Thankfully, that has been the extent of our travails in China so far. Everything else is going swimmingly. We spent a full week in Beijing. There was so much to see and do. Beijing is a walking city – as in walk ’til you think your feet are going to fall off.

Metro, walking, metro, walking, eating, walking, metro, eating, collapse = Beijing.

One of the highlights was Tienanmen Square. The government is in the midst of the 18th Chinese Communist Party Congress, where they are selecting a new leader, so the main area was blocked off to pedestrian traffic and the atmosphere was extremely tense. Security was much tighter than usual (according to our friend who lives in Beijing) and there were many bag searches. It gave you the feeling that some big changes were afoot, and really drove home that we were in a foreign country at a very significant time, politically speaking.

The Great Wall was more impressive than ever imagined – Zev immediately broke out into a chorus from Mulan. Hundreds of thousands of workers/prisoners labored for years on end to create this hulking structure that seems to dance across the mountain ridges, an awe-inspiring sight for even the most jaded traveler.

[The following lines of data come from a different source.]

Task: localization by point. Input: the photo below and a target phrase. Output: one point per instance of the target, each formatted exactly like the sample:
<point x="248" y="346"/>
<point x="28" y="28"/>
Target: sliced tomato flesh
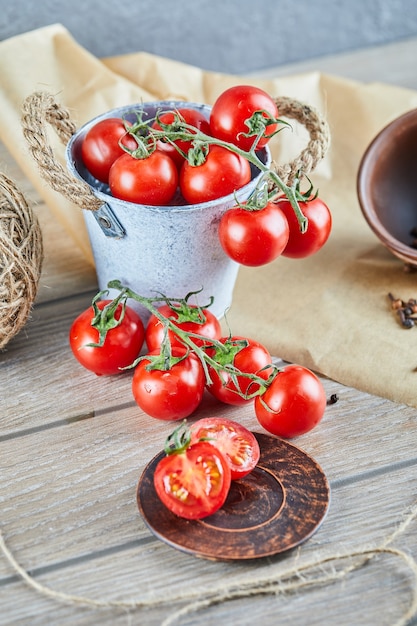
<point x="238" y="444"/>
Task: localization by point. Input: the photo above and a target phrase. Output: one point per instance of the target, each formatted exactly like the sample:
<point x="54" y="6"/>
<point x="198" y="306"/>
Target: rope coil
<point x="40" y="110"/>
<point x="21" y="257"/>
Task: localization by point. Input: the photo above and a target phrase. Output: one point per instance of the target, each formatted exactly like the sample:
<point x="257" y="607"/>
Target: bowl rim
<point x="397" y="247"/>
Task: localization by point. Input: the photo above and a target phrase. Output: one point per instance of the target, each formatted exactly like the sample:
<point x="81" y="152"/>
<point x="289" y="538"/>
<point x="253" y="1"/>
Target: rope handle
<point x="318" y="144"/>
<point x="40" y="109"/>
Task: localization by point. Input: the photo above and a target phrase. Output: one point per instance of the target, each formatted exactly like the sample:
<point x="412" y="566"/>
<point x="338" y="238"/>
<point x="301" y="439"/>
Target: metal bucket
<point x="171" y="250"/>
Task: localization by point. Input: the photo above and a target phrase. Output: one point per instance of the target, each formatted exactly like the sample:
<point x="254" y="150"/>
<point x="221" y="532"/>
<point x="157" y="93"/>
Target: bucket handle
<point x="40" y="109"/>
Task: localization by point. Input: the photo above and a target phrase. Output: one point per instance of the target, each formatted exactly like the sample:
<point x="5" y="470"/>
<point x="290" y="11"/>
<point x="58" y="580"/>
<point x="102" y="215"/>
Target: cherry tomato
<point x="206" y="325"/>
<point x="169" y="394"/>
<point x="121" y="346"/>
<point x="236" y="105"/>
<point x="293" y="403"/>
<point x="194" y="483"/>
<point x="152" y="180"/>
<point x="254" y="237"/>
<point x="222" y="173"/>
<point x="100" y="147"/>
<point x="299" y="244"/>
<point x="249" y="359"/>
<point x="238" y="445"/>
<point x="190" y="116"/>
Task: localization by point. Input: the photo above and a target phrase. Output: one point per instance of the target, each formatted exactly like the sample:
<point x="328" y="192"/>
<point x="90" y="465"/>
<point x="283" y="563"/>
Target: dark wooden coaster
<point x="280" y="504"/>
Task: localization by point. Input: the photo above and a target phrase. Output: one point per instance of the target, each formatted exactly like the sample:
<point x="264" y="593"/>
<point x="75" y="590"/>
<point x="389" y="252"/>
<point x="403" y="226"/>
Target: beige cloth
<point x="329" y="312"/>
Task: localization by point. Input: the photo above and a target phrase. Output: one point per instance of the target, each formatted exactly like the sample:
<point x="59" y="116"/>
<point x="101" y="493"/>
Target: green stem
<point x="187" y="338"/>
<point x="190" y="133"/>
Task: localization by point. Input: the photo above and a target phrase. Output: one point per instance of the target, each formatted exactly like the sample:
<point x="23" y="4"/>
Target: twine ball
<point x="21" y="256"/>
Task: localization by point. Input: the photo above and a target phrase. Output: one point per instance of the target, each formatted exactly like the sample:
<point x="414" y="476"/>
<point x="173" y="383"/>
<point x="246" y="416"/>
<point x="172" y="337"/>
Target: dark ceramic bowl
<point x="387" y="186"/>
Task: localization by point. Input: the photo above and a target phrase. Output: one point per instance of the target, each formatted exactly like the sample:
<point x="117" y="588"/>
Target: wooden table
<point x="72" y="448"/>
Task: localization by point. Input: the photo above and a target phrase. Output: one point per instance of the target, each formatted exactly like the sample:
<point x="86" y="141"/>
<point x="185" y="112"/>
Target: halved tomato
<point x="193" y="483"/>
<point x="237" y="444"/>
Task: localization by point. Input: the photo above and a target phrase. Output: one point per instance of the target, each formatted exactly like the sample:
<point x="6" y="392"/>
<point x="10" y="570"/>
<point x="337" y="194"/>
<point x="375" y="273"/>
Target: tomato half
<point x="121" y="346"/>
<point x="302" y="245"/>
<point x="100" y="147"/>
<point x="169" y="394"/>
<point x="236" y="105"/>
<point x="293" y="404"/>
<point x="205" y="324"/>
<point x="152" y="180"/>
<point x="222" y="173"/>
<point x="254" y="237"/>
<point x="254" y="358"/>
<point x="238" y="445"/>
<point x="194" y="483"/>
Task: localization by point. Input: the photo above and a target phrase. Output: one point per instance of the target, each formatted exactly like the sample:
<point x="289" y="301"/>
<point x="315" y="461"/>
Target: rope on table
<point x="21" y="258"/>
<point x="311" y="574"/>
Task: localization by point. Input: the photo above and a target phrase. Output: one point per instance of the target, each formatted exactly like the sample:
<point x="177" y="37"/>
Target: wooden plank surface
<point x="72" y="448"/>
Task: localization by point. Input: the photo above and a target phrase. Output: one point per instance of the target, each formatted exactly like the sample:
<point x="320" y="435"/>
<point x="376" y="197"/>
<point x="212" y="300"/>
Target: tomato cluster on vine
<point x="182" y="353"/>
<point x="183" y="157"/>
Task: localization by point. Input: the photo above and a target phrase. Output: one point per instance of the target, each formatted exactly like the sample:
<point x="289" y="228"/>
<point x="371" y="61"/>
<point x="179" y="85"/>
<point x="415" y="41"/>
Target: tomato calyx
<point x="212" y="353"/>
<point x="105" y="319"/>
<point x="257" y="126"/>
<point x="151" y="131"/>
<point x="185" y="312"/>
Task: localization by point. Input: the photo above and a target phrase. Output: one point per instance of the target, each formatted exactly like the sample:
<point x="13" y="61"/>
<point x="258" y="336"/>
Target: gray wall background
<point x="232" y="36"/>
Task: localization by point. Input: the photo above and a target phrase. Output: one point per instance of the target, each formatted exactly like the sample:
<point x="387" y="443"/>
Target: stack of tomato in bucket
<point x="188" y="194"/>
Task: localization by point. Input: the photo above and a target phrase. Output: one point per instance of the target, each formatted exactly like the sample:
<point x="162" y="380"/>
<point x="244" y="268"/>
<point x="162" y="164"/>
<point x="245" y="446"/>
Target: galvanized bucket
<point x="170" y="250"/>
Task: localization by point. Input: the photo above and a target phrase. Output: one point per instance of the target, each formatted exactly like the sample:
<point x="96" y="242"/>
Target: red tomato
<point x="254" y="237"/>
<point x="190" y="116"/>
<point x="207" y="326"/>
<point x="100" y="147"/>
<point x="152" y="180"/>
<point x="299" y="244"/>
<point x="194" y="483"/>
<point x="121" y="346"/>
<point x="169" y="394"/>
<point x="238" y="445"/>
<point x="293" y="403"/>
<point x="222" y="173"/>
<point x="236" y="105"/>
<point x="249" y="360"/>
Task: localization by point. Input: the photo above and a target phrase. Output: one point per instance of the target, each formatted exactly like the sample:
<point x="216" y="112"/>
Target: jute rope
<point x="318" y="572"/>
<point x="319" y="142"/>
<point x="21" y="257"/>
<point x="40" y="110"/>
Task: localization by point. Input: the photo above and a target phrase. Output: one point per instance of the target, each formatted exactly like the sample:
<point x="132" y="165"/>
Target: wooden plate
<point x="280" y="504"/>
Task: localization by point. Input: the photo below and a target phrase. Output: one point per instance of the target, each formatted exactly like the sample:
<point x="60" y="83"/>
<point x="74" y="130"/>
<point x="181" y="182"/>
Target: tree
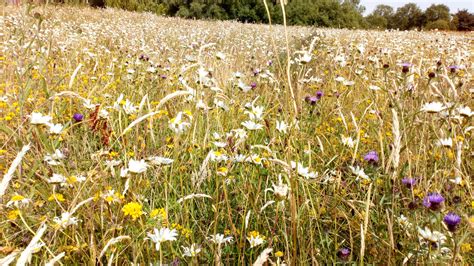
<point x="376" y="22"/>
<point x="408" y="17"/>
<point x="465" y="20"/>
<point x="437" y="12"/>
<point x="439" y="24"/>
<point x="382" y="17"/>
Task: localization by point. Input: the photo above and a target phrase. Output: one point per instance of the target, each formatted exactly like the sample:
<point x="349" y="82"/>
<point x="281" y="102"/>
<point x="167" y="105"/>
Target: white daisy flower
<point x="137" y="167"/>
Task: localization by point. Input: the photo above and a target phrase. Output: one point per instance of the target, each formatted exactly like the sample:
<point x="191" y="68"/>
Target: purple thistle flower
<point x="405" y="67"/>
<point x="452" y="220"/>
<point x="453" y="68"/>
<point x="371" y="157"/>
<point x="344" y="253"/>
<point x="78" y="117"/>
<point x="409" y="182"/>
<point x="319" y="94"/>
<point x="433" y="201"/>
<point x="311" y="99"/>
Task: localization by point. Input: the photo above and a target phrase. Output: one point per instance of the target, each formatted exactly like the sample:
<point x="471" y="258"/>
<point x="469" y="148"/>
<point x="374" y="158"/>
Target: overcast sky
<point x="453" y="5"/>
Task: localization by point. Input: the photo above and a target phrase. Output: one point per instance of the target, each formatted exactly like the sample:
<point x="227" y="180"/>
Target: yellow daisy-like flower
<point x="133" y="209"/>
<point x="56" y="196"/>
<point x="12" y="215"/>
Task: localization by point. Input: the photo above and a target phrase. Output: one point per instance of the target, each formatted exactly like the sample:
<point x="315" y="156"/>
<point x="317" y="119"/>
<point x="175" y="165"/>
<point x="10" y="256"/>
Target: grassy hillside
<point x="131" y="138"/>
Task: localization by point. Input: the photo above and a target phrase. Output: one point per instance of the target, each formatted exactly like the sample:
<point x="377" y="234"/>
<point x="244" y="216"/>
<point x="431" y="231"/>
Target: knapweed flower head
<point x="452" y="221"/>
<point x="409" y="182"/>
<point x="255" y="239"/>
<point x="220" y="239"/>
<point x="433" y="201"/>
<point x="18" y="201"/>
<point x="432" y="238"/>
<point x="344" y="253"/>
<point x="78" y="117"/>
<point x="311" y="99"/>
<point x="132" y="209"/>
<point x="405" y="67"/>
<point x="371" y="157"/>
<point x="191" y="251"/>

The Peking duck was delicious. On our first attempt we went to a touristy restaurant where we were rushed in, hovered over, and encouraged to order the most expensive thing on the menu. It was an unpleasant meal, excluding of course the crispy duck skin dipped in sugar… The second time we went to Li Qun, a smaller restaurant in one of Beijing’s famed Hutongs – small alleyway communities filled with small shops, restaurants, markets and traditional courtyard family homes. It was actually the same place we had seen on Anthony Bourdain’s No Reservations before we left the states. Given limitless resources, our trip would be one giant re-creation of that show. We went with a college friend who is studying in Beijing for the year and had a fantastic time. We ordered the usual duck as well as spicy cumin fried duck wings, peppery sauteed Peking duck bits, and talked international relations. It felt delightfully illicit to chat about East Asian international relations so close to Tienanmen Square.

On November 12th we took an overnight train to a town called Pingyao, an ancient walled city that seems to have retained a good deal of it’s old world charm, something most Chinese towns haven’t managed to do. Our hotel room is incredibly charming. With a traditional kang stone bed, and wooden inlaid windows, it has oodles and oodles of character.

Tonight we head to Xi’an for 3 days to see the terracotta warriors. After Xi’an, we head to Nanjing, Shanghai, Kunming, and Leaping Tiger Gorge.